もしも「カラダ探し」をやっていなければ、私の匂いはすごい事になっているかもしれない。


寝てたり、用事をしていたりで、入れなかったからなあ。


脱衣所で服を脱ぎ、お風呂に入る。


お風呂か……遥にお風呂場で頼まれてから、あまり好きな場所ではなくなった。


シャワーのコックをひねり、お湯を頭から浴びながら、あの時の事を考えていた。


突然照明が消えて、遥が天井に立っていたんだよね。


目を閉じるのが怖いな。


極力目を開けたまま、髪を洗う。


シャンプーの匂いが、やけに懐かしく感じるよ。


まだ1週間も経っていないのにね。


幸恵が頼みに来るにはまだ早いから、今ならそれほど怖くない。


「私が嫌い……か。
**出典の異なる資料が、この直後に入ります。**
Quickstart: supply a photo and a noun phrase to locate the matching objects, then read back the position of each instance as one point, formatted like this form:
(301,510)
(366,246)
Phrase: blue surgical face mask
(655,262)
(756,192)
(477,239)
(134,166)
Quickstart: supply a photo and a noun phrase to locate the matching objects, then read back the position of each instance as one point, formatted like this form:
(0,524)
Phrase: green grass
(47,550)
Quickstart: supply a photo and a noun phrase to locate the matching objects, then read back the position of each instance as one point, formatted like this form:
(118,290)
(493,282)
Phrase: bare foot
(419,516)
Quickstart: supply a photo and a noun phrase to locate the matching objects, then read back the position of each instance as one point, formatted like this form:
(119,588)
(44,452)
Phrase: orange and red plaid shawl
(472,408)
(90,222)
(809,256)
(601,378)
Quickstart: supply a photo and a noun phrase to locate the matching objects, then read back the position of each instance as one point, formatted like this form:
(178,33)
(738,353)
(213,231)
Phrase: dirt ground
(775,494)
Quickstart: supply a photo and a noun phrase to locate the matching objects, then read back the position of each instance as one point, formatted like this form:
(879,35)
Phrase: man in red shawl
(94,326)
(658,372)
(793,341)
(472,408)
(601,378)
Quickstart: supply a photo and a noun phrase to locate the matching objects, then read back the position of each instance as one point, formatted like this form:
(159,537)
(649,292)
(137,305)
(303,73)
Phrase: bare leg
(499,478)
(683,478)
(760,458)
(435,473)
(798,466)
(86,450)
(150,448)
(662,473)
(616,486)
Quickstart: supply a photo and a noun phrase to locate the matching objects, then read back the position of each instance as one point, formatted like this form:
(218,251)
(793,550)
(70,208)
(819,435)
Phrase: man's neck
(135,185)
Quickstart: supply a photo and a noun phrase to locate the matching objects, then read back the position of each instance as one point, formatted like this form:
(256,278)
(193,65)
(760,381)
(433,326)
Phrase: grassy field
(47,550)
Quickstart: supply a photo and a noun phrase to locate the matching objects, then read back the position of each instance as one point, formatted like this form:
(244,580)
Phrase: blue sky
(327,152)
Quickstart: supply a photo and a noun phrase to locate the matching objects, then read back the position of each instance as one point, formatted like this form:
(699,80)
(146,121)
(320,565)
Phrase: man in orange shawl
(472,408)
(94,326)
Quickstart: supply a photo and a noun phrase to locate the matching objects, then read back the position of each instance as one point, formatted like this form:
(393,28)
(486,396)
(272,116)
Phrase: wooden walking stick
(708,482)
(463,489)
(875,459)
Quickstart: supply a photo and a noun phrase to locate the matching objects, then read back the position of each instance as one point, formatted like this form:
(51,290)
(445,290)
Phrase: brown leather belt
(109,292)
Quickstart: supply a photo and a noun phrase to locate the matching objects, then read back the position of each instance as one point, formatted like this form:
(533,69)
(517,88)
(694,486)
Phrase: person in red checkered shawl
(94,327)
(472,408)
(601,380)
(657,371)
幸恵に何かしたかな、私」


美紀に言われた言葉。


黒くて怖い人が本当にいた事で、その言葉の信憑性がグッと上がってしまった。


いい事と悪い事。


美子を解放できる可能性と、幸恵が私達を嫌っている可能性が高くなった。


後者は……あまり歓迎できる情報じゃないんだけど。


考えていても仕方ない。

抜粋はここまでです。